Reindeer are found in arctic and subarctic regions of Eurasia and North America and are well adapted to life on the tundra. Calves are usually born between May and June and can stand and walk minutes afterward. They grow quickly on their mother’s rich milk so that they can keep up with the herd, which can be as large as 10,000 animals.

The Zoo’s herd of reindeer grew when three female reindeer arrived in April 2010. What we didn’t know was that secretly smuggled in with one of them was a tiny stowaway. Surprise! One of the females was pregnant. Little Boris was welcomed into the world early on the morning of September 18, 2010. His young mother was very attentive and encouraged him to get up to nurse, but in spite of his best efforts, his legs were not strong enough to let him stand. It was obvious that Boris needed medical care and nutritional support. Keepers carefully packed him up and brought him to the Zoo hospital, where he was quickly attended to.

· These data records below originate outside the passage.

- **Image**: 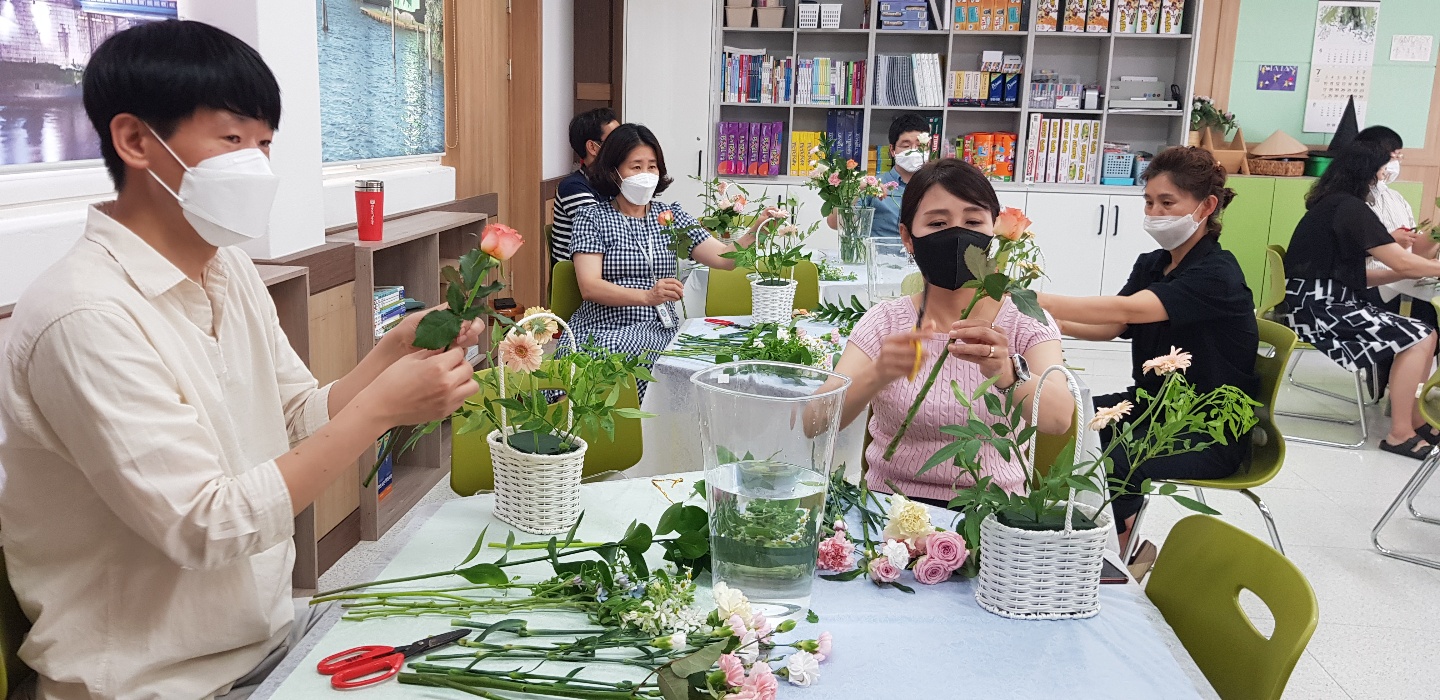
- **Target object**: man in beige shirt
[0,22,477,699]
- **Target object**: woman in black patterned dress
[1280,143,1440,459]
[570,124,769,396]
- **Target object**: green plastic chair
[550,261,583,321]
[1126,318,1296,562]
[1145,516,1319,700]
[0,552,32,697]
[451,360,644,495]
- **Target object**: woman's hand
[949,318,1015,389]
[645,277,685,307]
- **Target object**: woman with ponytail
[1040,147,1260,556]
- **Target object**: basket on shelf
[485,314,588,534]
[975,366,1112,619]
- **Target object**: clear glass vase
[837,206,876,265]
[690,362,850,618]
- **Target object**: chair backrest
[1256,245,1284,318]
[900,272,924,295]
[1145,516,1319,700]
[550,261,583,321]
[451,362,644,495]
[0,552,30,697]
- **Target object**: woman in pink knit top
[835,158,1074,501]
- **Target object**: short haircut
[82,20,279,190]
[900,158,999,230]
[586,124,671,199]
[890,112,930,145]
[1355,127,1405,153]
[570,107,621,160]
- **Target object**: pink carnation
[924,531,969,570]
[870,556,900,583]
[819,530,855,572]
[914,555,955,586]
[720,654,744,688]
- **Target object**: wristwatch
[1001,353,1030,393]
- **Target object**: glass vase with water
[690,362,850,618]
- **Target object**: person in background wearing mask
[0,20,478,700]
[817,158,1074,507]
[1280,141,1440,459]
[550,107,621,264]
[562,124,775,398]
[825,112,930,238]
[1355,127,1440,330]
[1040,147,1260,564]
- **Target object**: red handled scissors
[315,629,469,690]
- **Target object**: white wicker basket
[485,314,589,534]
[750,274,798,323]
[975,366,1112,619]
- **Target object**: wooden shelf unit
[325,210,487,540]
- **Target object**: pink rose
[742,661,780,700]
[924,531,969,569]
[870,556,900,583]
[914,555,955,586]
[720,654,744,688]
[815,632,834,661]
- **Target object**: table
[684,251,917,318]
[253,474,1217,700]
[625,315,865,477]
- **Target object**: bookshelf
[325,210,487,540]
[704,0,1202,193]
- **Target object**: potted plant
[805,137,897,265]
[455,311,655,534]
[1189,95,1238,145]
[723,197,818,324]
[920,355,1259,619]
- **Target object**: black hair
[1305,141,1390,209]
[1355,125,1405,153]
[1140,145,1236,238]
[82,20,279,189]
[900,158,999,230]
[890,112,930,147]
[570,107,621,160]
[586,124,671,199]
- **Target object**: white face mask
[621,173,660,206]
[1143,205,1204,251]
[150,128,279,248]
[896,148,929,173]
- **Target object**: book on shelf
[720,46,795,105]
[716,121,785,177]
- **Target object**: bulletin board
[1228,0,1440,148]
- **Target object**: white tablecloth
[626,315,865,477]
[253,474,1217,700]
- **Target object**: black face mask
[910,226,992,291]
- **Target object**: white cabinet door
[1025,192,1112,297]
[1100,194,1159,294]
[621,0,717,215]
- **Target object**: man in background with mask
[1355,125,1440,330]
[825,112,930,241]
[0,20,478,699]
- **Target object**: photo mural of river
[0,0,176,166]
[316,0,445,163]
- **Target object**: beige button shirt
[0,207,328,699]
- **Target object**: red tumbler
[356,180,384,241]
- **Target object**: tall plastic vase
[837,206,876,265]
[690,362,850,618]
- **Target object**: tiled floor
[321,343,1440,700]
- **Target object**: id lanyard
[641,212,675,328]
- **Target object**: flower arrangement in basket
[455,310,655,533]
[721,197,819,324]
[805,137,899,265]
[920,355,1259,619]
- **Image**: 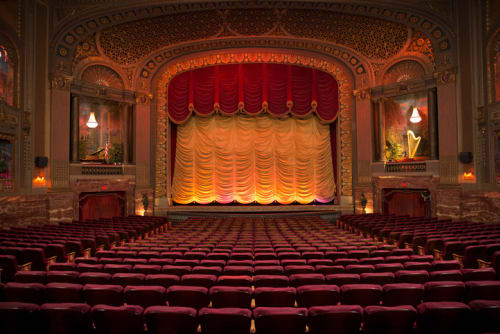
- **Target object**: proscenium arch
[152,49,355,206]
[51,0,456,75]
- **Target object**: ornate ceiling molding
[52,0,455,73]
[154,48,354,198]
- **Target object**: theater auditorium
[0,0,500,334]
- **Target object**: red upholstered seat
[297,284,340,308]
[210,286,252,308]
[181,274,217,288]
[363,305,417,334]
[144,306,198,334]
[161,264,192,277]
[45,283,84,303]
[431,260,460,271]
[417,302,474,334]
[3,282,45,305]
[111,273,146,287]
[288,273,325,287]
[0,302,41,334]
[360,272,394,285]
[325,274,360,286]
[198,307,252,334]
[429,269,463,282]
[123,285,166,308]
[13,271,47,284]
[382,283,424,306]
[465,281,500,302]
[253,307,307,334]
[191,266,222,276]
[462,267,497,282]
[144,274,181,288]
[375,263,404,273]
[469,299,500,333]
[254,266,285,275]
[345,264,375,274]
[254,287,296,307]
[315,265,345,276]
[340,284,382,307]
[78,272,112,285]
[47,271,80,284]
[40,303,92,334]
[395,270,429,284]
[253,275,289,288]
[92,305,144,334]
[308,305,363,334]
[167,285,210,309]
[83,284,123,306]
[424,281,465,302]
[215,275,252,287]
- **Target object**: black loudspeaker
[35,157,49,168]
[458,152,472,164]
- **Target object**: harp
[406,130,422,159]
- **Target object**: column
[378,98,385,161]
[427,88,439,160]
[71,95,80,162]
[122,103,130,164]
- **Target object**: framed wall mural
[383,91,430,162]
[0,44,14,106]
[0,134,15,193]
[78,99,123,164]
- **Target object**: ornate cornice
[53,1,454,73]
[434,67,457,85]
[0,99,19,130]
[50,73,73,91]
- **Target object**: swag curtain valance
[168,64,339,124]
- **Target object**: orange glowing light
[33,176,47,187]
[464,172,474,180]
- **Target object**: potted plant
[359,193,368,213]
[142,193,149,215]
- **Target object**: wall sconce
[406,130,422,159]
[33,176,47,188]
[463,171,474,180]
[87,111,99,129]
[410,107,422,123]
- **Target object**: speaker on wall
[458,152,472,164]
[35,157,49,168]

Pamela feeds Boris some rich formula.

Nursery keepers began offering him bottles. He was nursing and doing well, but was not gaining weight as fast as he should have. After consulting with the Zoo’s veterinarians and nutritionists, we adjusted his formula by increasing the fat and calories. Reindeer live in a very cold, harsh environment, so it makes sense that we would need to feed a milk formula that was higher in calories and fat than one fed to a hoofed baby from a warmer climate. In fact, reindeer milk has four to five times the amount of fat found in cow or goat’s milk. Thankfully, the new formula worked well, and five days after hospital admission little Boris was medically cleared and ready to return to the herd.